For industrial sites, Landschaftspark in Duisburg, Germany is a patent example of how a derelict site can be reclaimed without disturbing the polluted soils through deconstruction and wasting materials and energy in mass deconstruction. Through this they achieve the addition benefit of preserving a bit of history. Landschaftspark was transformed from a disused old industrial ironworks into facilities with multiple uses into a one of a kind park space. The huge buildings of the former ironworks have been modified to provide patrons with a multitude of new functions such as alpine climbing gardens created in ore storage bunkers and a viewing tower made from a decommissioned blast furnace.  Landschaftspark represents how an area can celebrate its industrial past by integrating vegetation and industry, promoting sustainable development and maintaining the spirit of the site without morning it as an eyesore.

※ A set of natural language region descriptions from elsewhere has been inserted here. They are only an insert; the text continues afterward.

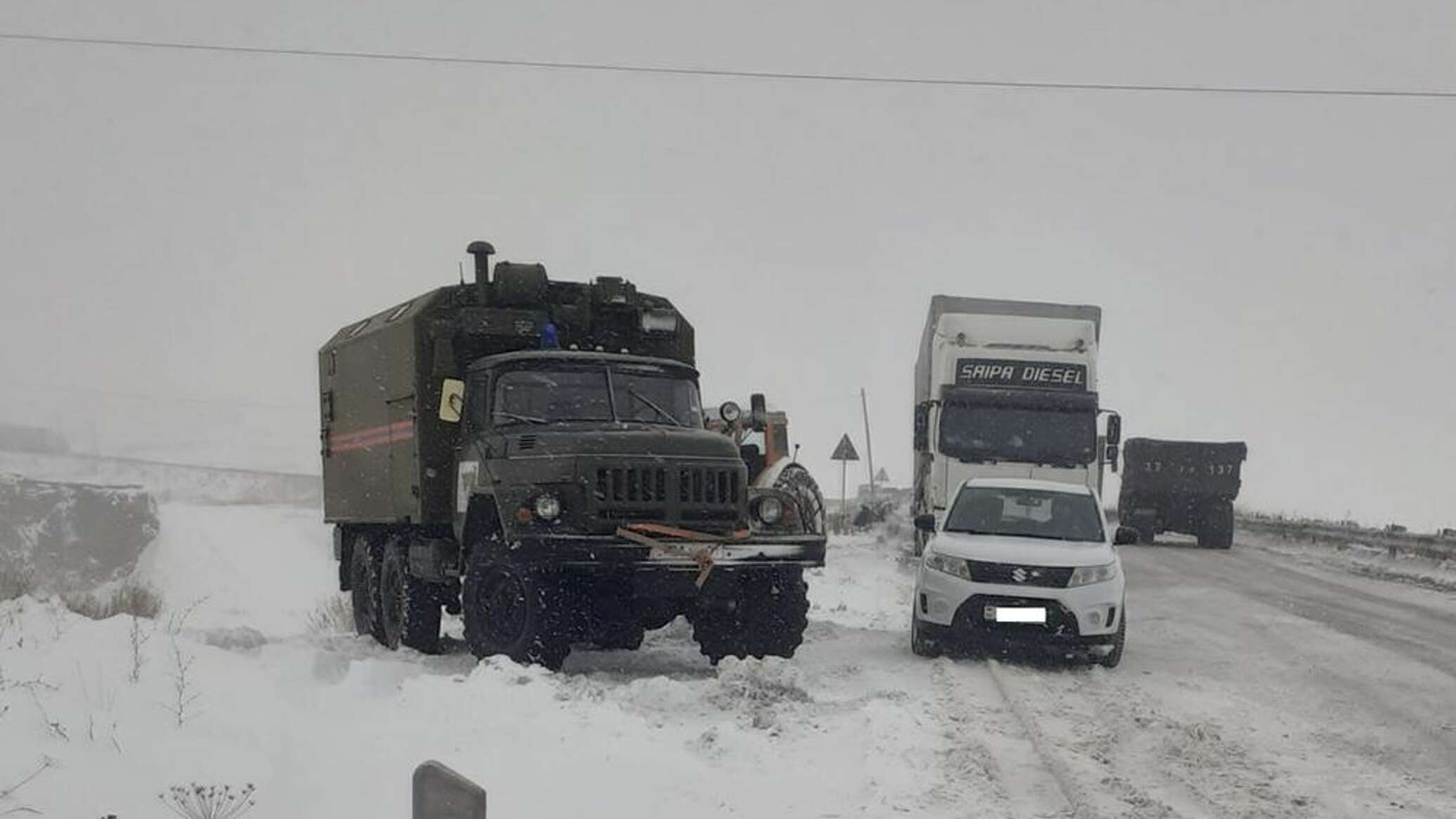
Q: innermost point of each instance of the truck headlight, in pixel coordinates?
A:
(548, 506)
(658, 322)
(771, 509)
(947, 565)
(1088, 575)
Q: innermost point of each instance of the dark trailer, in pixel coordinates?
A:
(1181, 486)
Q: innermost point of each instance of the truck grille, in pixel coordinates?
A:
(669, 494)
(1046, 577)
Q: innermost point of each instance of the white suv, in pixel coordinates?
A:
(1021, 563)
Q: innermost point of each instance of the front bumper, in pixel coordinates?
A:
(1082, 615)
(567, 550)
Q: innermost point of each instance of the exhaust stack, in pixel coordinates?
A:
(482, 252)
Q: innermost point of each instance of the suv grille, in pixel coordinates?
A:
(1046, 577)
(670, 494)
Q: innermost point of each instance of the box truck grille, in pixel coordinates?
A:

Metabolon in Bickenbach, Germany serves as an interesting example of landfill reuse. Metabolon is a multi-purpose site built upon a decommissioned landfill. The site today takes advantage of the artificial topography to serve as serves as a lookout point, bike track, public park, playground, and research center and more. Converting waste to energy is the most significant goal in the research center. What was a disaster for the town has become an attraction and public benefit.

The benefits of recycling and reclaiming are shared among citizens, tourists, developers, customers, and the environment alike. Firstly, an industrial reclamation project produces ecological benefits to the environment and its inhabitants through the growth of plant materials that harbor ecology that break down pollutants in the soils and filter water runoff. Secondly, by transforming dilapidated space into functional and aesthetic pieces, a city brings economic revitalization to the surrounding area. And thirdly, when site is transformed into a useful and attractive space the area becomes more attractive to potential businesses and tourists.

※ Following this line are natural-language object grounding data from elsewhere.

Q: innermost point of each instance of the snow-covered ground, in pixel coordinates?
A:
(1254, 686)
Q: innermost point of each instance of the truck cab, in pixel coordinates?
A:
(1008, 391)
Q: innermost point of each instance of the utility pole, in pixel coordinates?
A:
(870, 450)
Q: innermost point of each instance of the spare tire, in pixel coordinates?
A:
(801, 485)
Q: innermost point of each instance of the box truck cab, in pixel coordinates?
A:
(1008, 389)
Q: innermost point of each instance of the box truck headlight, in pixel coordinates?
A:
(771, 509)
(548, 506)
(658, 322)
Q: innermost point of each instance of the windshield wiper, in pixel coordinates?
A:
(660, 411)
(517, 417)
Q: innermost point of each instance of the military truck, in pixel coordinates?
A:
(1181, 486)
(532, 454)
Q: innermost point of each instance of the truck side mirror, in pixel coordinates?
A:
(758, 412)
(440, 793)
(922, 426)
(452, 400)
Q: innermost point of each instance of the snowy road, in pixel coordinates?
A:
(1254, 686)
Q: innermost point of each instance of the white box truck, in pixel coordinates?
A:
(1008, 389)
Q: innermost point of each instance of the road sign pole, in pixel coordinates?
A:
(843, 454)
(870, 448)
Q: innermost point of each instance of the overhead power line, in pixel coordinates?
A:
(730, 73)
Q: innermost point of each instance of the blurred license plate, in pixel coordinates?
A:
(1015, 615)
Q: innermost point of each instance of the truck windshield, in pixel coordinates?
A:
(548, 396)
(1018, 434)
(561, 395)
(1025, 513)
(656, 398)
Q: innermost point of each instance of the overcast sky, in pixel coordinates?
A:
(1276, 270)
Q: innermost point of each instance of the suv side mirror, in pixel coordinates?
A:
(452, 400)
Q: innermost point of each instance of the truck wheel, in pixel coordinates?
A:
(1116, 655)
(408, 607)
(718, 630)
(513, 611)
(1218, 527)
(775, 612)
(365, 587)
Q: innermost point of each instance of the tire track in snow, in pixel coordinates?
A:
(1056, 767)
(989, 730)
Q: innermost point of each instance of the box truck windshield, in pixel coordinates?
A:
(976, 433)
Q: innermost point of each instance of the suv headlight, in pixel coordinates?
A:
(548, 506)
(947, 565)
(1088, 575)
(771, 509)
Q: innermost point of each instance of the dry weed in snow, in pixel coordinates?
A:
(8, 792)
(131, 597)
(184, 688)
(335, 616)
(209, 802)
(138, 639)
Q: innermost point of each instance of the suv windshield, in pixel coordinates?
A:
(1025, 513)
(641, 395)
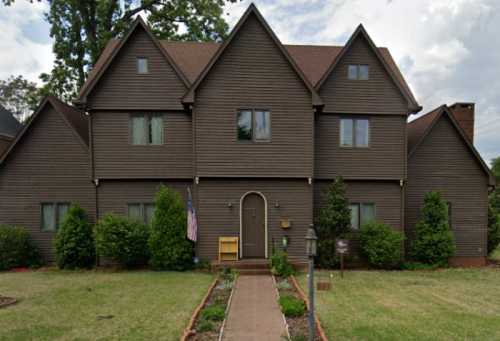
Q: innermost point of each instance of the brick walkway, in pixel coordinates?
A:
(254, 314)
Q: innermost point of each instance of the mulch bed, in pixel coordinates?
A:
(6, 301)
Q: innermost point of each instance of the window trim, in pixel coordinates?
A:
(142, 205)
(359, 204)
(354, 139)
(252, 111)
(56, 214)
(148, 116)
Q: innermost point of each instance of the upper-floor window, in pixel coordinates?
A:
(358, 72)
(254, 125)
(142, 212)
(142, 65)
(52, 215)
(354, 132)
(146, 129)
(361, 213)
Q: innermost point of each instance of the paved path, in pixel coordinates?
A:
(254, 314)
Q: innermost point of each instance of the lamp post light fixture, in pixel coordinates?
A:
(311, 250)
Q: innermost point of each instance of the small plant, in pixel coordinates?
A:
(123, 240)
(292, 306)
(280, 265)
(74, 242)
(433, 243)
(214, 312)
(381, 245)
(16, 249)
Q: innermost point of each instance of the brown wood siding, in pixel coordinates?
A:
(383, 159)
(121, 87)
(115, 195)
(216, 219)
(115, 157)
(444, 163)
(252, 73)
(48, 165)
(378, 95)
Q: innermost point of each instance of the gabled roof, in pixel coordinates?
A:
(252, 10)
(75, 119)
(8, 124)
(420, 128)
(111, 51)
(385, 59)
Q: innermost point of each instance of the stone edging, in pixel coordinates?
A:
(287, 329)
(319, 328)
(189, 329)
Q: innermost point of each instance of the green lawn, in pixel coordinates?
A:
(452, 304)
(71, 305)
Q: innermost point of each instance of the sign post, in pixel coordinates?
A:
(342, 247)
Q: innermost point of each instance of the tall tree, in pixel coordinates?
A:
(81, 29)
(19, 96)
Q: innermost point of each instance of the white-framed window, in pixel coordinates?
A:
(146, 129)
(361, 213)
(355, 132)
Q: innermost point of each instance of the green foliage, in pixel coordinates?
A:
(169, 246)
(381, 245)
(19, 96)
(280, 266)
(74, 242)
(214, 312)
(124, 240)
(292, 306)
(81, 30)
(16, 249)
(433, 243)
(334, 222)
(493, 230)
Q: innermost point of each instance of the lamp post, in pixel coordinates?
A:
(311, 248)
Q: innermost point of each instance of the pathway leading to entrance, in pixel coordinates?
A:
(254, 314)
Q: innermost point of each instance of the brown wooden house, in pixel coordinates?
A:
(256, 128)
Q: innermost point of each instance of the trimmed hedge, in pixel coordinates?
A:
(122, 239)
(16, 249)
(381, 245)
(74, 242)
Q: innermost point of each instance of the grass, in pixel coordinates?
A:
(452, 304)
(60, 305)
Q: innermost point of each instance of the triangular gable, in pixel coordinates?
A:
(252, 9)
(438, 114)
(58, 107)
(397, 79)
(112, 50)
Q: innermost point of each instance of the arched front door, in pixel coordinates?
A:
(253, 219)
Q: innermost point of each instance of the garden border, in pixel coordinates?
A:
(319, 328)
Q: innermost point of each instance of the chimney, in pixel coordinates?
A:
(464, 114)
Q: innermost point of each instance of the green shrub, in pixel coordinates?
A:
(292, 306)
(433, 243)
(493, 230)
(334, 222)
(280, 265)
(124, 240)
(214, 312)
(381, 245)
(74, 242)
(169, 246)
(16, 249)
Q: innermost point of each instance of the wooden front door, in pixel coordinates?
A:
(254, 226)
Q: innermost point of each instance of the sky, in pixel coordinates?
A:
(447, 50)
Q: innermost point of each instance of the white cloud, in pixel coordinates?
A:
(20, 52)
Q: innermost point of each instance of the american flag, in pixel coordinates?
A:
(192, 222)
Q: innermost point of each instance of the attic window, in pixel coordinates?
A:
(358, 72)
(142, 65)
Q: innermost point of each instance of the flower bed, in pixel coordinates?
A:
(209, 319)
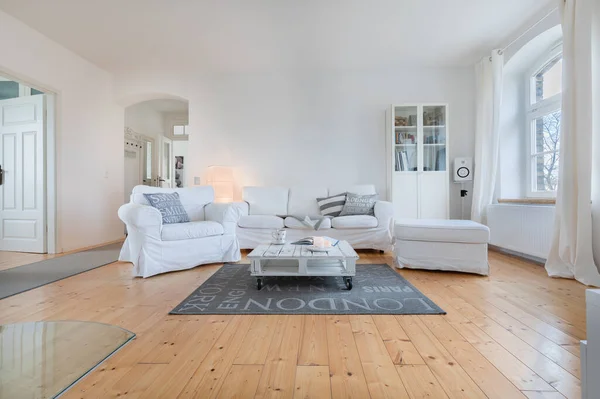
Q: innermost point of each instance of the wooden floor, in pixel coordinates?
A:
(513, 335)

This mindset of design applies to projects large and small. When we think about renovating our residential spaces we have two options. Tear everything out and start anew, or integrate and recycle. Many people in the industry will take the easy road- remove it all and put in new. I urge more of you to consider the value in preserving and recycling the old. Keep more structures out of the landfill. Integrate those priceless 30 year old shrubs into the plans if you can with a nice pruning. Reuse materials where you can. New is not always better, it’s just cleaner for a few years.